Notes have been placed here at the end with a single numbering for ease of reading

1. p. 51 n 1. Tertullian’s use of “martyrs” for those who were destined to suffer, but had not yet done so, is in accordance with the Greek use of the word. See above, p. 45. They were “wit­nesses.” Later a distinction was drawn between those witnesses who suffered but escaped death (“ confessors “) and those who paid the extreme penalty (“ martyrs “).

2. p.53 n. 1. On this custom see above, pp. 21, 39, 46.

3. p.54 n.1 The reference is to the Vow of Renunciation at Baptism, for the various forms of which see Bright, Sermons of St. Leo, note 78, page 187.

4. p.55 n.1 These words contain a reference to the recreation walk planted with trees, and to the athletic and intellectual contests in the stadium and the Porch or school of Stoic philosophers. These are contrasted with Him Who is the true “Way” (John xiv. 6).

5. p55 n.2 In the Baptismal Vow of Obedience. The metaphor of the Christian soldier comes from 2 Tim. ii. 3, 4.

6. p.56 n.1 A movement in which the soldiers interlocked their shields over their heads, so as to resemble the shell of the tortoise (testudo).

7. p.56 n.2. The metaphor throughout this passage is that of the palæstra,

8. p.57 n. 1. It will have been noticed that the martyrs’ prison is viewed under five different aspects: It is first the house of the devil, the abode of criminals, and yet to be the scene of the devil’s discomfiture (chap. i.) secondly, it is a place of safety or watching (chap. ii.) thirdly, it is a retreat (chap. ii.); fourthly, a place for military training (chap. iii.) ; and fifthly, a wrestling­school.

9. p.57 n. 2. Compare the case of Blandina, p. 37.

10. p.59 n. 1 Her name was Leæna: see Pliny, Hist.

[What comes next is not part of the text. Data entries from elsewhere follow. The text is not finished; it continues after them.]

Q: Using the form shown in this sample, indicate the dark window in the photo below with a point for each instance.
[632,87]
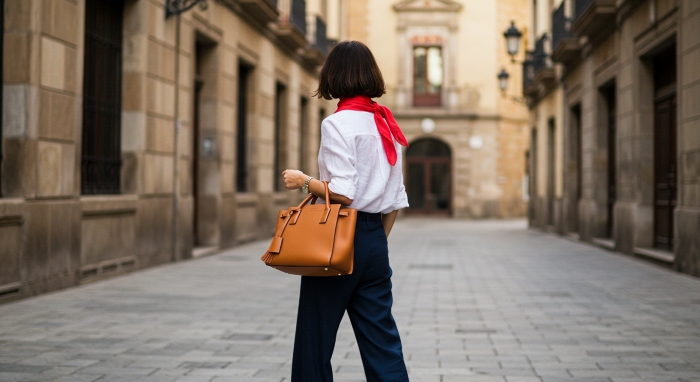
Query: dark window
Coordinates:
[303,133]
[280,141]
[2,28]
[551,175]
[101,151]
[428,74]
[244,73]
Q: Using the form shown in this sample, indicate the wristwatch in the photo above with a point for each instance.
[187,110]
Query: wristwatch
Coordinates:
[305,187]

Nat. vii. 23; Pausanias, i. 23.

11. p.60 n.1 See above, p. 36, and below, p. 73.

12. p.60 n.2 An emperor, for instance, or a usurper. The following words refer to the ruthless punishment inflicted by Severus on the followers of his rivals, Albinus in the west, and Niger in the east, in the earlier years of his reign; Spartian, Severus, 12; Dion. Cass. lxxv. 8, lxxvi. 4; Herodian, iii. 8, 12.